Honey has a number of aspects that makes it unattractive for bacterial growth.
- Honey is a super saturated sugar solution, and like jam and other preserves bacteria have a hard time growing in it. However, Staphyloccus aureus, “the most common wound-infecting species”, is tolerant of high-sugar environments.
- Honey is highly acidic. However, once diluted with bodily fluids like saliva or blood from a wound, it becomes more neutral and ineffective.
- Honey contains hydrogen peroxide, and several researchers have shown a direct relationship between antibacterial activity and levels of hydrogen peroxide.
Nevertheless, honey originating from New Zealand manuka often exhibits antibacterial activity (UMF) that is unrelated to the content of hydrogen peroxide, which is responsible for the antibacterial activity of other honey. To make it simple, this antibacterial property in manuka honey is referred to as non-peroxide activity, which is unique to manuka honey and is due to the presence of methylglyoxal.
What makes non-peroxidal activity special is that it is not affected by the catalase enzyme present in serum, saliva, blood and tissues of the body. Hydrogen peroxide’s antibacterial activity present in other honeys will be broken down by catalase, therefore reducing the antibacterial potency of honey.
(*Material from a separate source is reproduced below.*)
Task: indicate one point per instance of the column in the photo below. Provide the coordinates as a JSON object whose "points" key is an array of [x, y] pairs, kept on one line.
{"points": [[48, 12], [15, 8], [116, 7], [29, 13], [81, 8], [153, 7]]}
A very important advantage of manuka honey over that of other honey is that the enzyme that produces hydrogen peroxide is destroyed when honey is exposed to heat and light, or stored in warm conditions. But the non-peroxide antibacterial activity of manuka honey is stable, so there is no concern about genuine Active Manuka Honey losing its activity in storage.
The major usage of honey for treatment of infection has been in wound care, but there is increasing interest in its use to treat infections in the nose. Honey has been registered with the regulatory authorities in Australia for use in treatment of the eyes, and a small clinical trial has established its effectiveness in treating gingivitis. There is a large amount of evidence from clinical trials that demonstrates the effectiveness on clearing infection from wounds.
Scientific research indicate that honey has a potent anti-inflammatory activity and does not slow the healing of wounds, and has been used to treat infection and damage to eyes. Research at the University of Waikato in New Zealand discovered that a protein which bees add to the nectar they collect to make honey (Apalbumin 1) suppresses early inflammation caused by the action of white blood cells engulfing bacteria and other particles.
In addition, the high concentration of MGO in manuka honey enhances the activity of Apalbumin 1 and makes it more effective in suppressing white blood cells.
While the benefits of Honey is evident, concerns that honey as a cure-all are misplaced. Honey’s greatest potential as an antimicrobial agent in medicine is where it is in direct contact with the site of infection.